In another embodiment, oligonucleotides (one or both of which may
be labeled) can be used as PCR primers, either for cloning full
length or a fragment of mER, or to detect the presence of nucleic
acids encoding mER. In a further embodiment, an oligonucleotide of
the invention can form a triple helix with a mER DNA molecule.

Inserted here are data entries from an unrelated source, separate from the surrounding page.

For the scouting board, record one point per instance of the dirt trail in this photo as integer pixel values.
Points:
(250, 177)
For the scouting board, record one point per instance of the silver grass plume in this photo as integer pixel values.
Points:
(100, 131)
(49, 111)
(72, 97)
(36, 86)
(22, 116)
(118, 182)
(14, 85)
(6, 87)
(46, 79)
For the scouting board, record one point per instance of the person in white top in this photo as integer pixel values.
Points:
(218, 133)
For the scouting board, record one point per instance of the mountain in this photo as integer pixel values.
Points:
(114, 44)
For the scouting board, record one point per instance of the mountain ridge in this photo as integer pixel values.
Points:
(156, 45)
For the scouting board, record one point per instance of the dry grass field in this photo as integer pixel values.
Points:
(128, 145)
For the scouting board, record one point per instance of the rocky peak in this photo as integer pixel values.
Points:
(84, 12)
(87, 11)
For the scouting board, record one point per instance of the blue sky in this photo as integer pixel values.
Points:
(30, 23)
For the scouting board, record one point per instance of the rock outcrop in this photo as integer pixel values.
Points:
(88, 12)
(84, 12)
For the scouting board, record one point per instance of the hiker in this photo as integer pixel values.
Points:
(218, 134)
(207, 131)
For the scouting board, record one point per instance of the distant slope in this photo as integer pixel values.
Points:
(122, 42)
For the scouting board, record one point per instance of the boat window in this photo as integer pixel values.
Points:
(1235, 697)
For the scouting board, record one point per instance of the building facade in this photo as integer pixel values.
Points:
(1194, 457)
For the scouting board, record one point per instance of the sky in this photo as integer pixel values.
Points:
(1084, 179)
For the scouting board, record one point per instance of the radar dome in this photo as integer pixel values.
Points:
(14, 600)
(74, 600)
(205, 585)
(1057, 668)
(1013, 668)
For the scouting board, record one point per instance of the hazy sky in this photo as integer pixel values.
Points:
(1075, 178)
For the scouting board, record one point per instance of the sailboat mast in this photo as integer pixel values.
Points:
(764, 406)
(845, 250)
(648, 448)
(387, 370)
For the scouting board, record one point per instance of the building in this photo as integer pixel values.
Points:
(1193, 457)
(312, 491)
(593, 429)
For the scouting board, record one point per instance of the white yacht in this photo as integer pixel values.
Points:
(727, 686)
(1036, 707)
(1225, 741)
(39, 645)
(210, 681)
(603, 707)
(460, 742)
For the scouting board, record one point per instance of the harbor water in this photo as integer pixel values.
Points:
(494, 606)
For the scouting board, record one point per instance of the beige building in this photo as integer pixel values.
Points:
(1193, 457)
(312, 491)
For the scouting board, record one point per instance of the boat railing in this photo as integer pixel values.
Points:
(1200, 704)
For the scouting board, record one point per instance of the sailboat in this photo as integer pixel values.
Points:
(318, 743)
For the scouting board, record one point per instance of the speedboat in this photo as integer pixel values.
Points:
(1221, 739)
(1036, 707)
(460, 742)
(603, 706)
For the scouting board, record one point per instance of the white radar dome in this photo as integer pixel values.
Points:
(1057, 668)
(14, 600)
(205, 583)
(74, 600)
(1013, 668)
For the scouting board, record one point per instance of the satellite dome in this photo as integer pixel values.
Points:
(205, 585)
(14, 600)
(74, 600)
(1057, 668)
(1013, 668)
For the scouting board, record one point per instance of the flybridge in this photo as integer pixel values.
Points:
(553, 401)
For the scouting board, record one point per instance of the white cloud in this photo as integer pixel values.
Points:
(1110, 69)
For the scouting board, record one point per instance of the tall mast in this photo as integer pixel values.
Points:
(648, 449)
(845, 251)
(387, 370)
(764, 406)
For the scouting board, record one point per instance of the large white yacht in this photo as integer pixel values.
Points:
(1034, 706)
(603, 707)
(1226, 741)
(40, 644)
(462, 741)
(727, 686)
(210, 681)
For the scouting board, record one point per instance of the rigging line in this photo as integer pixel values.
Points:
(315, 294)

Generally, oligonucleotides are prepared synthetically, preferably
on a nucleic acid synthesizer. Accordingly, oligonucleotides can be
prepared with non-naturally occurring phosphoester analog bonds,
such as thioester bonds, etc.
[0062] Hybridization of the oligonucleotide to a nucleic acid
sequence in a DNA library would indicate the presence of the
sequence that encodes the protein of the present invention. The
nucleotide can be isolated and the nucleotide sequence can be
determined by any method known in the art. Such methods include,
but are not limited to, the Sanger method and the Maxam-Gilbert
method. Identification of the coding sequence of the protein of the
present invention allows one to assess the effect of mutations in
the sequence on the function of the protein.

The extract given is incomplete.